Trade union activists targeted Sports Direct over its shameful employment practices in a protest at Rangers’ Ibrox stadium on the weekend.

Protest banners also appeared in other parts of Scotland, including at the Forth Bridges, Glasgow’s George Square, The Kelpies near Falkirk, as well as in the Ibrox grounds.

This was part of the trade union Unite’s ‘Decent Work For All’ campaign which has seen the retail chain Sports Direct and its owner Mike Ashley targeted over the company’s use of zero-hours contracts, poverty pay and draconian employment practices.

Before Christmas, for example, carol singers targeted Sports Direct stores to highlight the company’s ‘scrooge-like’ working practices amid calls for HM Revenue and Customs to investigate the non-payment of the national minimum wage at the retailer’s Shirebrook warehouse in Derbyshire.

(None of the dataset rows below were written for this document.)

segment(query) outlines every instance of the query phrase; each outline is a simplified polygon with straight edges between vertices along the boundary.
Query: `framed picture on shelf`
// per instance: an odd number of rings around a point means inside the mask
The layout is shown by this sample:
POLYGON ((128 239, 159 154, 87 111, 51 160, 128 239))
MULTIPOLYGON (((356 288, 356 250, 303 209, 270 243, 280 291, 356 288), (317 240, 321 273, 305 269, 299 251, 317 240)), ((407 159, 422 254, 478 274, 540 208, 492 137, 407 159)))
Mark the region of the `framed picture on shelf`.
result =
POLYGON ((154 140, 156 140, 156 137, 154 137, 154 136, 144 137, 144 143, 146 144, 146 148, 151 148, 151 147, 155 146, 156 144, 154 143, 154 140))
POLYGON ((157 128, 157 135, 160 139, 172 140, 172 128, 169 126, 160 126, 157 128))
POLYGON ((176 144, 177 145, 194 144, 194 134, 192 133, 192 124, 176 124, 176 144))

Those calls, from Britain’s largest union, Unite, and the 12 December action in towns and cities across the UK, came after a Guardian investigation found that extra, unpaid time taken for “rigorous” compulsory searches meant workers were paid less than the minimum wage.

Likening working conditions in the Sports Direct warehouse to a ‘gulag’, the investigation also found that workers were being docked wages for arriving as little as one minute late for work.

Sports Direct had also come under fire repeatedly for its use of low paid, zero-hours contracts and agency staff at the Shirebrook site where workers work in fear of a ‘six strikes and you’re out’ rule.

Under this rule workers can receive a ‘strike’ for a range of ‘offences’, including taking too long in the toilet, chatting too much or being off sick.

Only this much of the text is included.